One figure in support of that? Ukraine’s sheer growth in followers. On Feb. 17, 2022, the country had just 305,634 followers according to Social Blade. That figure grew by double digits in the week after the invasion started. A month later, the country is sitting at a healthy 1.935 million followers. While their follower growth has returned to normal-ish levels, at the core of that organic growth lies an unprecedented media machine.
Lest we forget: there’s also a financial machine, too. Ukraine, which legalized digital assets this week, used its highly-online meme-loving crypto-sympathetic social presence to raise more than $100 million in Ethereum, Bitcoin, and other cryptos.
There are a lot of takeaways you could boil from this. However, we’ll go for the most entertaining one: Ukraine’s socials are proof that branding, awareness, positioning, ideas, and the ingenuity of your social/marketing hires make a huge difference. Ukraine’s propaganda machine wasn’t built without foresight, but its ingenuity offers an unlikely source of direction for brands and creators plotting their course.
The U.S. Government’s New Look at Crypto
Cryptocurrency enthusiasts have been quick to point out the U.S. federal government’s sclerotic approach to regulation. While other advanced economies have pressed ahead with approving direct investment vehicles for Bitcoin, for example, the U.S. has preferred to take a wait-and-see approach. However, two recent publications indicate that the Biden Administration is moving from wait-and-see to active investigation.
For starters, the U.S. Federal Reserve released a discussion paper regarding Central Bank Digital Currencies (CBDC). The paper provides a thorough examination of current issues facing the U.S. monetary system and demonstrates a sound understanding of digital assets. But policy wonks hoping to find firm conclusions were likely disappointed. The most instructive aspect of the report was not the content itself, but rather the stakeholder consultation questions posed at the end. The thoughtful questions indicate a genuine interest in spurring public policy debate on the merits of a U.S. digital dollar and how it may interact with other digital asset systems (read: cryptocurrencies). You can bet that legal and compliance experts are preparing their responses.
It is important to note that the U.S. Federal Reserve is at least nominally independent from the White House and other executive agencies. The document should not be construed as official Biden Administration policy. Nonetheless, the Federal Reserve plays an important role in the regulation of the U.S. financial system.

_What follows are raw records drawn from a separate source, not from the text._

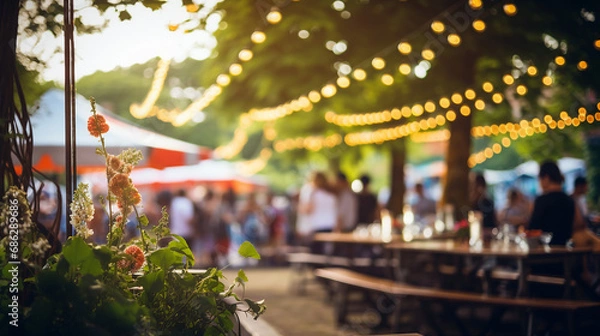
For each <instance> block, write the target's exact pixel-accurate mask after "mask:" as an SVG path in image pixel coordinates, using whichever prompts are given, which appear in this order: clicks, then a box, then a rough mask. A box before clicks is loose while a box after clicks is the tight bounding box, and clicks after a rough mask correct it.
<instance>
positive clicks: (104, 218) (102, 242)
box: [88, 194, 108, 244]
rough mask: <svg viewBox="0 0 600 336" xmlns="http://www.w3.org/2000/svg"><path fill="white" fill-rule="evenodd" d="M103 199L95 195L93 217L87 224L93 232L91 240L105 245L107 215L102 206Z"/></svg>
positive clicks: (106, 213) (106, 222)
mask: <svg viewBox="0 0 600 336" xmlns="http://www.w3.org/2000/svg"><path fill="white" fill-rule="evenodd" d="M103 201H104V197H103V196H102V195H100V194H97V195H95V196H94V197H93V202H94V217H93V218H92V220H91V221H90V222H89V223H88V227H89V228H90V229H92V230H94V234H93V235H92V237H91V239H92V241H93V242H94V243H97V244H105V243H106V237H107V234H108V214H107V213H106V210H105V208H104V205H103Z"/></svg>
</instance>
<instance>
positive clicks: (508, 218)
mask: <svg viewBox="0 0 600 336" xmlns="http://www.w3.org/2000/svg"><path fill="white" fill-rule="evenodd" d="M506 198H507V200H508V202H507V203H506V206H505V207H504V208H502V209H501V210H500V211H498V214H497V222H498V223H499V224H509V225H511V227H513V228H514V229H515V232H516V231H517V229H518V228H519V227H526V226H527V224H528V223H529V216H530V214H531V209H530V207H531V206H530V204H529V202H528V201H527V199H526V198H525V195H523V193H521V192H520V191H519V190H518V189H516V188H511V189H509V190H508V193H507V196H506Z"/></svg>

What the Fed says matters - and the organization helps set the agenda for financial policymakers.
The federal government action that received more fanfare was President Joe Biden’s recent Executive Order on Ensuring Responsible Development of Digital Assets. The broad ranging order includes all the policy jargon one would expect (climate risk, financial stability, and consumer protection, to name a few). Buzzwords aside, the real substance of the order boils down to directing federal government agencies to conduct further study on six priority regulatory topics.
None of this is likely to happen quickly. The order explicitly directs the Department of Treasury, Department of Commerce, and other federal agencies to work with each other to determine a regulatory approach. The so-called “interagency consultation process” happens on a variety of policy topics, and it is notoriously slow. Navigating the bureaucratic layers of one agency takes plenty of time and effort. Adding other agencies to the mix tends to increase the workload exponentially.
Still, President Biden’s marching orders are helpful in galvanizing an official U.S. response to cryptocurrency and web3 development. Both reports emphasize the desire to promote financial stability and maintain U.S. financial leadership. No American administration wants to relinquish the central role of the U.S. in the global economic system. Of course, for many in the crypto sector, moving away from centralized, nation-state control of the monetary system is a feature, not a bug. As the U.S. government begins to understand the true potential of decentralized finance, will policymakers become more or less inclined to support the industry with favorable regulatory frameworks? That is the question we will all be watching closely.